Dujardin’s urbane star quality isn’t the likeliest of matches for Delepine and Kervern, a cheerfully eccentric auteur duo who specialize in gently antic postcards from France’s socio-economic fringes: He’s a long way from the earthiness of their regular collaborator Gerard Depardieu, for example. Yet that makes the him ideal for the tragicomic character of Jacques, a middle-aged, mentally unstable ne’er-do-well with perennial delusions of grandeur – and a lousy business plan to make fellow losers feel good from the outside in, with a little help from cut-rate Bulgarian plastic surgeons. In his head, Jacques is the leading man of a considerably sleeker, more aspirational star vehicle than this rough-and-ready misfit tour of France’s rural southwest. The loopy, irony-tinged character study that results should give the filmmakers their biggest crowdpleaser to date at home; with a title that lays out clear marketing instructions to buyers, meanwhile, “I Feel Good” should secure healthy international distribution.
As in the “OSS” superspy parodies he headlined to star-making effect, Dujardin has a winning knack for playing the dashing dunce: Having spent much of his adult life restlessly hopping from one harebrained scheme to the next in an attempt to escape his working-class origins, Jacques has the outward swagger of the suave entrepreneur he believes he’s destined to be, but none of the inner smarts or savoir-faire to make the dream happen. That conflict is visually encapsulated in a terrific opening shot, as Jacques is introduced pacing purposefully, in a plush white spa robe and slippers, along the shoulder of a busy freeway.

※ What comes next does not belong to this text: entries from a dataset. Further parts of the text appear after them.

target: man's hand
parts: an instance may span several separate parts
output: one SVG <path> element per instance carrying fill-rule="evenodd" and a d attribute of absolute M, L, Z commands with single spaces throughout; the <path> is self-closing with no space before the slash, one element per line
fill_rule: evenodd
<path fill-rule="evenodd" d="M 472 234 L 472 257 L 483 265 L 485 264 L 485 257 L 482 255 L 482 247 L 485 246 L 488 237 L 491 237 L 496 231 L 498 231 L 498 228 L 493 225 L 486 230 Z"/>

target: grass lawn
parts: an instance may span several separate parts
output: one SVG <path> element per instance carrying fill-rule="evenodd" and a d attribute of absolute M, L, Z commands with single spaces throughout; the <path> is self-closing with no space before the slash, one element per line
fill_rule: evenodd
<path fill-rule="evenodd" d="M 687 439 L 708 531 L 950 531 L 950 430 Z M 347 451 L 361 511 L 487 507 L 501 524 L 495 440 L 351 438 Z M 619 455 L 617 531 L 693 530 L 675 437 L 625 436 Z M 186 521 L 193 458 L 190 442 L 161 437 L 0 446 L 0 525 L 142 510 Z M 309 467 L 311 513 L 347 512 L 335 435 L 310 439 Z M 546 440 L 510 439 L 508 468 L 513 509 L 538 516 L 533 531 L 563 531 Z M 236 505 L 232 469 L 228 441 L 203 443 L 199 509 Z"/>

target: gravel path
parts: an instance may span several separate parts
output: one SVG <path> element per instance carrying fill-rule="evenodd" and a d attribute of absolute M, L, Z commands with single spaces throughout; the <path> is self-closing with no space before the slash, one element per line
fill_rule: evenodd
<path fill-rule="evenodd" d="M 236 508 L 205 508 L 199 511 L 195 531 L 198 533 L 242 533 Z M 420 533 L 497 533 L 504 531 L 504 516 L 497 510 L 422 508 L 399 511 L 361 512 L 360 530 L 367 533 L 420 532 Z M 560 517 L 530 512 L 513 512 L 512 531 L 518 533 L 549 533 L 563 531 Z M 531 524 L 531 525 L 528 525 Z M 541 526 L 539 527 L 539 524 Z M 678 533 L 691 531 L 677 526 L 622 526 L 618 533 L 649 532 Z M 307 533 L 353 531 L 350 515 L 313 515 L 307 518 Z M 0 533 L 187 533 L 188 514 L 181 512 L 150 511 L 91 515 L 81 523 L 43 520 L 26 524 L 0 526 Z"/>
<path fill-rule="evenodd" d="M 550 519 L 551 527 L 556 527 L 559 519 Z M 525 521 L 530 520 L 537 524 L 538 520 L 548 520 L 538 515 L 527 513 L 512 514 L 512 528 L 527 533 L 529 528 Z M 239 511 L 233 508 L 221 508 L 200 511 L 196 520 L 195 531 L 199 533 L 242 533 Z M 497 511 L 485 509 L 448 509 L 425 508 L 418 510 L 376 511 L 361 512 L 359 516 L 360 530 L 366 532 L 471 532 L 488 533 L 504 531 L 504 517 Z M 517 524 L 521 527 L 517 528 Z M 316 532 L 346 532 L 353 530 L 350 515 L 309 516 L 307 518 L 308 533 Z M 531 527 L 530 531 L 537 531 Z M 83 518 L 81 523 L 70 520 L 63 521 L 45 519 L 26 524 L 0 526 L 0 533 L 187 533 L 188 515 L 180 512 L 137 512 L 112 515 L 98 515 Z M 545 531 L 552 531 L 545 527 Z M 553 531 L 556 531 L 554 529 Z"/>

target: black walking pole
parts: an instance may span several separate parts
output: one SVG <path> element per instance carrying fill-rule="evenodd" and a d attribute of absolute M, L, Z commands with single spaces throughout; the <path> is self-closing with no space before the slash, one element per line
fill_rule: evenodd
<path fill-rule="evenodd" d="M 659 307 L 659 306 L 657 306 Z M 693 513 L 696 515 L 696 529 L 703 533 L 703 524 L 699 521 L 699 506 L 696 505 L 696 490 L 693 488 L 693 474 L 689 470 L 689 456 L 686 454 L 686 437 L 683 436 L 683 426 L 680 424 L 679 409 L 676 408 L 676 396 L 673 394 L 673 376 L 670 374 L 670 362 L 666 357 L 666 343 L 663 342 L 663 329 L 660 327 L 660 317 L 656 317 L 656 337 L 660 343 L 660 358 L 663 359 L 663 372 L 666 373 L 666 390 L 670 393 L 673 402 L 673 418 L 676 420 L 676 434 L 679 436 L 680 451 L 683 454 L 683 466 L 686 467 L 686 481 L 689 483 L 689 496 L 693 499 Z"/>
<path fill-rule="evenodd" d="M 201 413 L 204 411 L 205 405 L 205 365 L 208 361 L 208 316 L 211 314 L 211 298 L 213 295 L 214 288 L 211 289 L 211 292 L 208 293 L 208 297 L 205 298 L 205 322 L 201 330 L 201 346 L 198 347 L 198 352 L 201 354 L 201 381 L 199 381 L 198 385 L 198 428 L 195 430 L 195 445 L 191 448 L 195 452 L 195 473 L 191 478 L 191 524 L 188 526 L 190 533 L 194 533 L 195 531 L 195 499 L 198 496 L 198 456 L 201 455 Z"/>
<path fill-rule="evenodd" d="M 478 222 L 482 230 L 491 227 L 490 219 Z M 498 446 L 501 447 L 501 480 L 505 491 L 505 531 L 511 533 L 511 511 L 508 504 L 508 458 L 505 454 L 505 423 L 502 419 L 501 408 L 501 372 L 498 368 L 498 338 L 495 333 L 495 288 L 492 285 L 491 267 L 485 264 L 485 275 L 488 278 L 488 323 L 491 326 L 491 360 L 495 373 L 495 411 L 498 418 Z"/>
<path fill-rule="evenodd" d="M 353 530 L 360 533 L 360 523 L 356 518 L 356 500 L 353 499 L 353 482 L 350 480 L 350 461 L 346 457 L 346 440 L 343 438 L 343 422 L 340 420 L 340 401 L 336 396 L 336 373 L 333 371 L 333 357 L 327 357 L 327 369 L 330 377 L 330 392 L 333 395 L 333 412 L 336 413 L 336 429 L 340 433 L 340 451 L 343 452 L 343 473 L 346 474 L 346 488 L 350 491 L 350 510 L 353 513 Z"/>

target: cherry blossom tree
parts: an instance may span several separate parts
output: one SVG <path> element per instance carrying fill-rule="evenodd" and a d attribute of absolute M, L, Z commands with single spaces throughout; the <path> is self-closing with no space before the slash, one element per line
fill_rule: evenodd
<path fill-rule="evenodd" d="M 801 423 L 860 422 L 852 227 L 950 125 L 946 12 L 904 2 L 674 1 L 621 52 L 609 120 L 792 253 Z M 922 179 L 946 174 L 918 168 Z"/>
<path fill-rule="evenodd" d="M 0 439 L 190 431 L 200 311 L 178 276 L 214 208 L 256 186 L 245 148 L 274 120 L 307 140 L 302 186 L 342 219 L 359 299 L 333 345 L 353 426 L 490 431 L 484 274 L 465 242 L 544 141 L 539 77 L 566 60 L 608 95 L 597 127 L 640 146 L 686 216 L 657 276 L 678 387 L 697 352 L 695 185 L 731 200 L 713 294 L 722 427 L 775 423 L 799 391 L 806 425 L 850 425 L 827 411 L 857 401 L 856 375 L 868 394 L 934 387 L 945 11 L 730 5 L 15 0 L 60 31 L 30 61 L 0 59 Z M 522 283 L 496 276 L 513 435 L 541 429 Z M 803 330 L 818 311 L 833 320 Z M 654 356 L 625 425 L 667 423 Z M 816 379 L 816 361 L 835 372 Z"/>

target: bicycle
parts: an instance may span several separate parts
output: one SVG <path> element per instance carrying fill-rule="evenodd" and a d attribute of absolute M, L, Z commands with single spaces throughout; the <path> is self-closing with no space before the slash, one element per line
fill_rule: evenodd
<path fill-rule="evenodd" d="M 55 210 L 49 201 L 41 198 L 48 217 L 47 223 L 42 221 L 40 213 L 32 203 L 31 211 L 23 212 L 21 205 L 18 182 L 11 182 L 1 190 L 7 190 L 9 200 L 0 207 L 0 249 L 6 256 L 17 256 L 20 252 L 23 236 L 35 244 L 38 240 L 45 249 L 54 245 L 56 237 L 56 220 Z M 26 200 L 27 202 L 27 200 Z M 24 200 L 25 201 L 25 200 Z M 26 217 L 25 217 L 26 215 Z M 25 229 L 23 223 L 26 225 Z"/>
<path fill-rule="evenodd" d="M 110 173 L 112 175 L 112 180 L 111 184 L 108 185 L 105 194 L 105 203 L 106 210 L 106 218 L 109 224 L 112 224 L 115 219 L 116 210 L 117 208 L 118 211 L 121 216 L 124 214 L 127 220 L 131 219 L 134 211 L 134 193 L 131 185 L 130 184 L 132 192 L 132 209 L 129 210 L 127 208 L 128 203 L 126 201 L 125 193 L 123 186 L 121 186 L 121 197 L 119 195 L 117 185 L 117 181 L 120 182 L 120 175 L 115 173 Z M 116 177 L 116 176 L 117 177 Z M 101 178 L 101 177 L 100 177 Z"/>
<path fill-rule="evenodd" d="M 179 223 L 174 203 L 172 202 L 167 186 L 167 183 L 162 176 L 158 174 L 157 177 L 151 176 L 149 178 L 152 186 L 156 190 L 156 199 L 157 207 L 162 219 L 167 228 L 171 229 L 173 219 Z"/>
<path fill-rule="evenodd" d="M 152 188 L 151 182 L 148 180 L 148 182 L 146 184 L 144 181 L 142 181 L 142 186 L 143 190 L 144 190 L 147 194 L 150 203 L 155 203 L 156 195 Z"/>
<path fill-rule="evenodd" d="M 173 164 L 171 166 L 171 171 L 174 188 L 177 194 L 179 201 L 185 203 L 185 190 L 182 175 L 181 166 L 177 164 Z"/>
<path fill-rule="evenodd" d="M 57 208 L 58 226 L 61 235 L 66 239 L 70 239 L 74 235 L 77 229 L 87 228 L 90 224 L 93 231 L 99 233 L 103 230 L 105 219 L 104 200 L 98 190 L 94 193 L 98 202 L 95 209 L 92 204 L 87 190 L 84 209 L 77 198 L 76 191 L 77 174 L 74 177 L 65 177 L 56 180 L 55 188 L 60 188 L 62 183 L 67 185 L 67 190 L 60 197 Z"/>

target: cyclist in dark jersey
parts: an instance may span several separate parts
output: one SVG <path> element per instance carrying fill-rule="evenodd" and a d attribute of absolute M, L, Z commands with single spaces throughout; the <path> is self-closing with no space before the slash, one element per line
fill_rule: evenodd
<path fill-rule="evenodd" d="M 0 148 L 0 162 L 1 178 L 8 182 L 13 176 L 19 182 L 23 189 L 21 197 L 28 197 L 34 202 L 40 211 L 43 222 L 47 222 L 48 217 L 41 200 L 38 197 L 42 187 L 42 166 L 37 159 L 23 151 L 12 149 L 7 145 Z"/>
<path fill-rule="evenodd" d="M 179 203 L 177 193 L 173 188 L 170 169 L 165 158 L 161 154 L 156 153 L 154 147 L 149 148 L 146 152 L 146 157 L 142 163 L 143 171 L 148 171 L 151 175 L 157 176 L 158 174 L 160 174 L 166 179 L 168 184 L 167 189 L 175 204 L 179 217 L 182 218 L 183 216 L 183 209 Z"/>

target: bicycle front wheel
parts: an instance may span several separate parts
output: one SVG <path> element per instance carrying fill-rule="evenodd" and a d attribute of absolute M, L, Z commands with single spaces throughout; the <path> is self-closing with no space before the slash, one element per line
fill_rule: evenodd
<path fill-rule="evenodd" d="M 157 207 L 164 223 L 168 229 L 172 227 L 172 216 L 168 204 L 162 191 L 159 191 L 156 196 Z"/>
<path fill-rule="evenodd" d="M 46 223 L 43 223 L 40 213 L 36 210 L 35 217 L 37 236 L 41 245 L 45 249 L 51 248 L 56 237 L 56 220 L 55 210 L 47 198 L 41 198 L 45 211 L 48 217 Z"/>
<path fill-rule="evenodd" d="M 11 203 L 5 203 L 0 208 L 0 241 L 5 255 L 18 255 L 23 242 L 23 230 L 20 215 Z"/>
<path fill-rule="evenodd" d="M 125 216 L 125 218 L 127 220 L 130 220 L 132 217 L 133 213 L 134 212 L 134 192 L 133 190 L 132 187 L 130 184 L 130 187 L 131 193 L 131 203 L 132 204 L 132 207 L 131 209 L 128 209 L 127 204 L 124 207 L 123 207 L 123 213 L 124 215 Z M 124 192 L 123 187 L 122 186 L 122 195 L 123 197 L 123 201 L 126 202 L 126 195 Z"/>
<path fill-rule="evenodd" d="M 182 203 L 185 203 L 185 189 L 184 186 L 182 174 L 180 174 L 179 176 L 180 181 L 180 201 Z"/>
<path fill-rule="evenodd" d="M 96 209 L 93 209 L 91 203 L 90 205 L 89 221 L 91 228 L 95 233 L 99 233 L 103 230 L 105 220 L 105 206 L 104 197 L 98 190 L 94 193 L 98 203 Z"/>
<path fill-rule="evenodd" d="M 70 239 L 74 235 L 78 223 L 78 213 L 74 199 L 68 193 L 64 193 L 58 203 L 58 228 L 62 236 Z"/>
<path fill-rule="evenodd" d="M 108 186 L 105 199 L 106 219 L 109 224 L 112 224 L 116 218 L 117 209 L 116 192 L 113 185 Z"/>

The circumstances behind this apparent fall from grace trickle out gradually – though any grace he managed to attain, it seems, was strictly and briefly on credit. It turns out Jacques has been more or less AWOL for three years, since draining his parents’ life savings on an obvious internet investment scam. In the interim, they have passed away, while his long-suffering sister Monique (Yolande Moreau, in her third Delepine and Kervern joint) has seen her own marriage and finances crumble. Now managing an Emmaus commune – one of an international network of not-for-profit settlements providing accommodation and employment for the homeless – in the sticks, Monique contentedly shares the socialist worldview of her parents, though her charity is sorely tested when Jacques, flat broke and back from thin air, comes begging for shelter.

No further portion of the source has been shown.